Le pouvoir et le prestige des intellectuels s’étiolant de plus en plus sous nos yeux, assistons-nous au déclin irrémédiable de cette classe d’élite? Dans L’Erreur et l’Orgueil (2015), Roger Scruton montrait que l’intellectuel de gauche n’apprend pas. Plus il se trompe, plus il persiste et signe. C’est même son signe distinctif, argumente l’essayiste britannique. Après s’être égaré en défendant les régimes les plus mortifères de la planète (Union soviétique, Chine populaire, Cambodge), il continue, ces temps-ci, à tomber dans tous les panneaux, de l’islamisme à l’antiracisme identitaire importé des universités américaines. Alors que s’écroulent sous nos yeux deux pays mis à mal par des idéologies vermoulues, l’Algérie et le Venezuela, comment ne pas rappeler que nos chers intellectuels les présentaient, il n’y a pas si longtemps, comme des modèles ? Déjà dans Thinkers of the New Left, qui date de 1986, Scruton reprochait aux intellectuels de gauche (il vaudrait peut-être mieux dire « idéologues ») de tout remettre en question, afin de soumettre le réel à l’usine à mensonges qu’est leur idéologie, tant la réalité, chez eux, est subordonnée à la pensée. Il y a « le mâle, blanc, hétérosexuel, chrétien », censé être coupable, et les autres « identités soi-disant victimaires », comme les femmes, les homosexuels voire même les musulmans. Une attitude radicale, pour ne pas dire totalitariste, qui rend impossible la Diskursethik, chère à Jürgen Habermas, sans doute le plus grand philosophe encore vivant.
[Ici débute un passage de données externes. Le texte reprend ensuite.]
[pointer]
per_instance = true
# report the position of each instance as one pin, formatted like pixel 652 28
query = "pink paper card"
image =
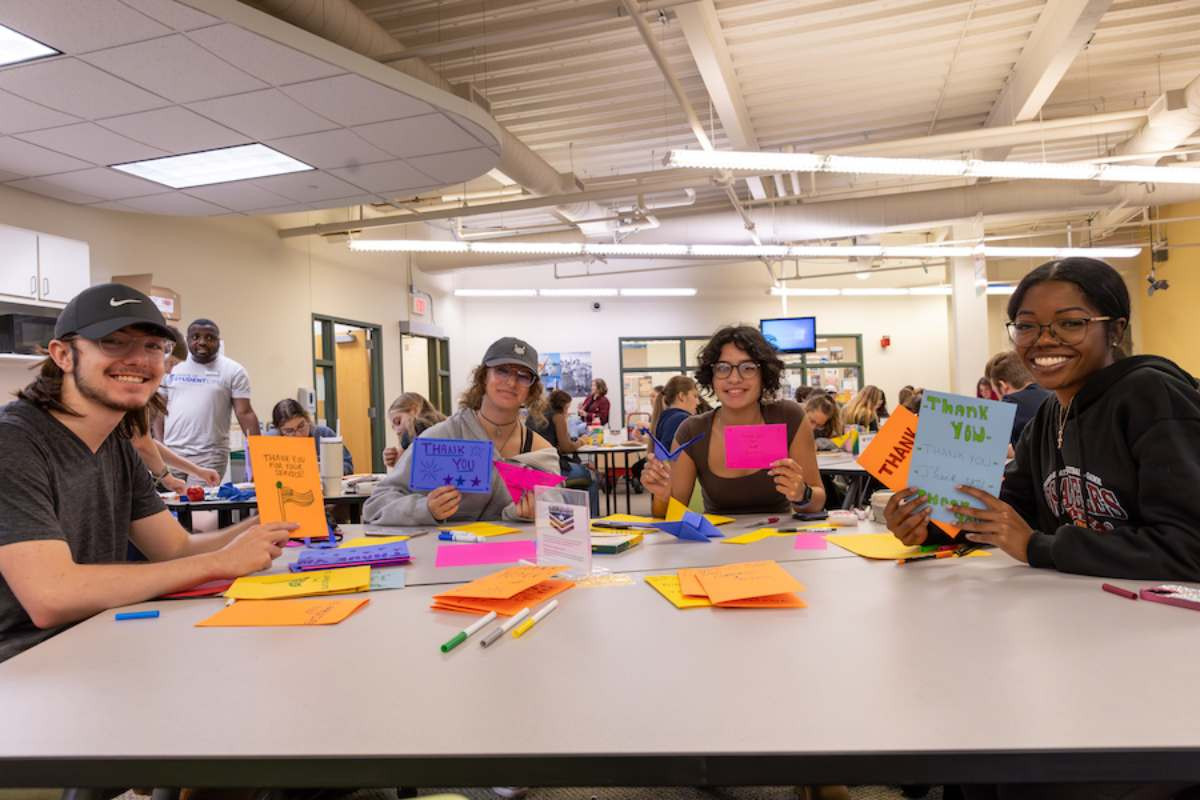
pixel 810 542
pixel 519 480
pixel 755 446
pixel 486 553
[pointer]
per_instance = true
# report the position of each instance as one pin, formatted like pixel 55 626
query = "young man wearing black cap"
pixel 76 492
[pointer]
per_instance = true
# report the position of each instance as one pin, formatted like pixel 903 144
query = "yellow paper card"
pixel 287 482
pixel 269 613
pixel 669 587
pixel 484 529
pixel 300 584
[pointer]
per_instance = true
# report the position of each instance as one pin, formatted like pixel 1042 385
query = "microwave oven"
pixel 25 334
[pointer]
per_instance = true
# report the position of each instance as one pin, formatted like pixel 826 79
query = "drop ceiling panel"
pixel 18 114
pixel 177 68
pixel 257 55
pixel 175 130
pixel 418 136
pixel 76 88
pixel 93 143
pixel 79 25
pixel 354 100
pixel 262 115
pixel 339 148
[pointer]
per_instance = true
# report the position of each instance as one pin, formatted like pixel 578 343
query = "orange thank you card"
pixel 504 583
pixel 747 579
pixel 505 606
pixel 269 613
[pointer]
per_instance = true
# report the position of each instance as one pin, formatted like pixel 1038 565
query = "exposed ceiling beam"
pixel 702 31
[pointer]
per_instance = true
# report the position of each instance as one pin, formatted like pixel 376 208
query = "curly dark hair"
pixel 747 338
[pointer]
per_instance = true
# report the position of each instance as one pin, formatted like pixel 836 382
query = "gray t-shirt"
pixel 199 400
pixel 54 487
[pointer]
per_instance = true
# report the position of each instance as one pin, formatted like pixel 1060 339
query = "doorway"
pixel 347 365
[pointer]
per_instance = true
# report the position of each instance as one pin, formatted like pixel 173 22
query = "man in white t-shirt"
pixel 201 394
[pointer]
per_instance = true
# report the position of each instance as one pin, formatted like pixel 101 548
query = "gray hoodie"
pixel 394 503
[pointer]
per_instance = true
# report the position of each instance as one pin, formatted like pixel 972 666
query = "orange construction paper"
pixel 287 482
pixel 505 583
pixel 747 579
pixel 268 613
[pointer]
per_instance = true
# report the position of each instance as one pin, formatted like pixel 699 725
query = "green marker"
pixel 467 632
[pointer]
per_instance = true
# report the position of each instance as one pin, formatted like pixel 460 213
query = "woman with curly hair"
pixel 490 409
pixel 743 371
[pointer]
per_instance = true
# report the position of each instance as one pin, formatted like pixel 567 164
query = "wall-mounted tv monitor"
pixel 791 334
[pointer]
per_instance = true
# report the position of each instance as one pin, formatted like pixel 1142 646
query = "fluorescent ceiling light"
pixel 17 47
pixel 577 293
pixel 221 166
pixel 811 162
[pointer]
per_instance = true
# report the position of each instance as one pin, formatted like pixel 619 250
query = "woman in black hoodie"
pixel 1104 479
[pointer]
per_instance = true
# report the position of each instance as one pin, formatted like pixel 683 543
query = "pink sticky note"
pixel 810 542
pixel 520 480
pixel 486 553
pixel 755 446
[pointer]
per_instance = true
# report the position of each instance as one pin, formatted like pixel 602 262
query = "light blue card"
pixel 960 441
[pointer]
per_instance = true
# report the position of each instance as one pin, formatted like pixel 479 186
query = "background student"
pixel 490 409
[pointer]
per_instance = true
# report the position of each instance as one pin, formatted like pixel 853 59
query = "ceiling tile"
pixel 263 115
pixel 105 184
pixel 175 130
pixel 17 115
pixel 174 14
pixel 238 196
pixel 174 67
pixel 29 160
pixel 93 143
pixel 387 178
pixel 354 100
pixel 455 167
pixel 79 25
pixel 312 186
pixel 418 136
pixel 258 55
pixel 76 88
pixel 337 148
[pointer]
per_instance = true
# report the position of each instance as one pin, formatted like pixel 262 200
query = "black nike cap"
pixel 107 307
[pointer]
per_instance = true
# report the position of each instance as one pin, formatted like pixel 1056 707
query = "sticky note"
pixel 462 463
pixel 486 553
pixel 669 587
pixel 269 613
pixel 287 482
pixel 755 446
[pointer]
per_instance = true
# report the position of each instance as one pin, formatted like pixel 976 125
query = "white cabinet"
pixel 41 268
pixel 18 263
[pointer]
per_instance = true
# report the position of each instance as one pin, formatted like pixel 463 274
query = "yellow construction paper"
pixel 881 546
pixel 300 584
pixel 268 613
pixel 669 587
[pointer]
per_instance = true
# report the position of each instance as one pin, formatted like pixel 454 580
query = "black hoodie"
pixel 1122 498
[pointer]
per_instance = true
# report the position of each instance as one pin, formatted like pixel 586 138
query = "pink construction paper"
pixel 486 553
pixel 810 542
pixel 755 446
pixel 520 480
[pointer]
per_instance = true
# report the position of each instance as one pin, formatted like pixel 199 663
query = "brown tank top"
pixel 748 493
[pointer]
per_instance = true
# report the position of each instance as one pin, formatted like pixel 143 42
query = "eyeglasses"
pixel 522 377
pixel 1071 330
pixel 747 370
pixel 118 346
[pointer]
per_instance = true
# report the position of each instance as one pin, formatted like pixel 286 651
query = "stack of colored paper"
pixel 751 584
pixel 505 591
pixel 389 554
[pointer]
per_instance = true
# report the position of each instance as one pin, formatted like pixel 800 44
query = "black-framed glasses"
pixel 1071 330
pixel 748 370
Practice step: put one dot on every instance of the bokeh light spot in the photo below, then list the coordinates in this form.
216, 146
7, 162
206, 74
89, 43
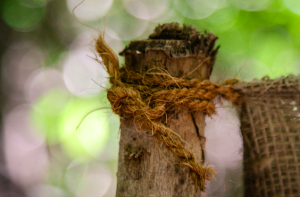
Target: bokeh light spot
196, 9
90, 10
146, 9
33, 3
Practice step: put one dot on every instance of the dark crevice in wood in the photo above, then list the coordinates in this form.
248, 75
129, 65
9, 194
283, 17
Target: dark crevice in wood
196, 127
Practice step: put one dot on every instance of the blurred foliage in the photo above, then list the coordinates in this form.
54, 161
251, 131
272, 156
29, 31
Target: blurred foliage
257, 38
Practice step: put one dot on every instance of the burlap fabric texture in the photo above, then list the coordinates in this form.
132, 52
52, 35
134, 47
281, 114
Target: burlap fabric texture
269, 116
270, 125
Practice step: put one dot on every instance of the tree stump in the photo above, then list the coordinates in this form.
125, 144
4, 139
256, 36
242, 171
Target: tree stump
145, 167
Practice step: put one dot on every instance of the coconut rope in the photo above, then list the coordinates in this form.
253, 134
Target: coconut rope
146, 99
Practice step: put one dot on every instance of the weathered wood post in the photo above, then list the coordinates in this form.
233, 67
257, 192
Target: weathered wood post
145, 167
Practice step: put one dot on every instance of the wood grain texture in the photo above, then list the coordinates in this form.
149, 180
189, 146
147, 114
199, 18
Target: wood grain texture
146, 167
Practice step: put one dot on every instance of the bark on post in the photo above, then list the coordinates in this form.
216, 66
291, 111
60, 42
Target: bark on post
146, 168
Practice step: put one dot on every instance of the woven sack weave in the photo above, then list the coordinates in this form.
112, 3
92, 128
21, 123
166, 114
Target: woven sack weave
270, 125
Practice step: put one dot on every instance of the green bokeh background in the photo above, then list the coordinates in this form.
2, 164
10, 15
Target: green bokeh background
257, 38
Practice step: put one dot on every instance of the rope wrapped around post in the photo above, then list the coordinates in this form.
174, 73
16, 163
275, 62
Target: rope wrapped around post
145, 98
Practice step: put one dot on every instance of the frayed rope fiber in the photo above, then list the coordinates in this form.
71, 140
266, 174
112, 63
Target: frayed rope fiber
145, 98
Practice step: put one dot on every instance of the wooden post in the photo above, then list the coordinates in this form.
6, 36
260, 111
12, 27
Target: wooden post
146, 168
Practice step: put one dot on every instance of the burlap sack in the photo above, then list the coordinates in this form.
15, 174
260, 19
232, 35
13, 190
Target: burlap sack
270, 125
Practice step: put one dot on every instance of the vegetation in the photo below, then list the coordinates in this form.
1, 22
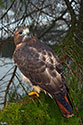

Au fait, et pour finir, qu’est-ce qu’un intellectuel? Un vrai de vrai ? Dit autrement: de quoi «intellectuel» est-il le nom? Fondamentalement et pour l’essentiel, d’une personne dont l’activité repose sur l’exercice de l’esprit, et qui, le cas échéant, s’engage, en tant que sentinelle d’une société qui va souvent à vau-l’eau, dans la sphère publique pour faire part de ses analyses, de ses points de vue sur les sujets les plus divers, ou pour défendre des valeurs, à commencer par celle de la liberté, «seule valeur impérissable de l’Histoire» selon Camus. Ce faisant, le véritable intellectuel s’inscrit dans la grande tradition d’Antigone, combattant les intérêts, souvent minables, des institutions politiques, au nom de la vocation universelle des droits de l’homme.
: Où est, aujourd’hui, le nouvel Aron, le nouveau Sartre, le nouveau Böll, le nouveau Grass?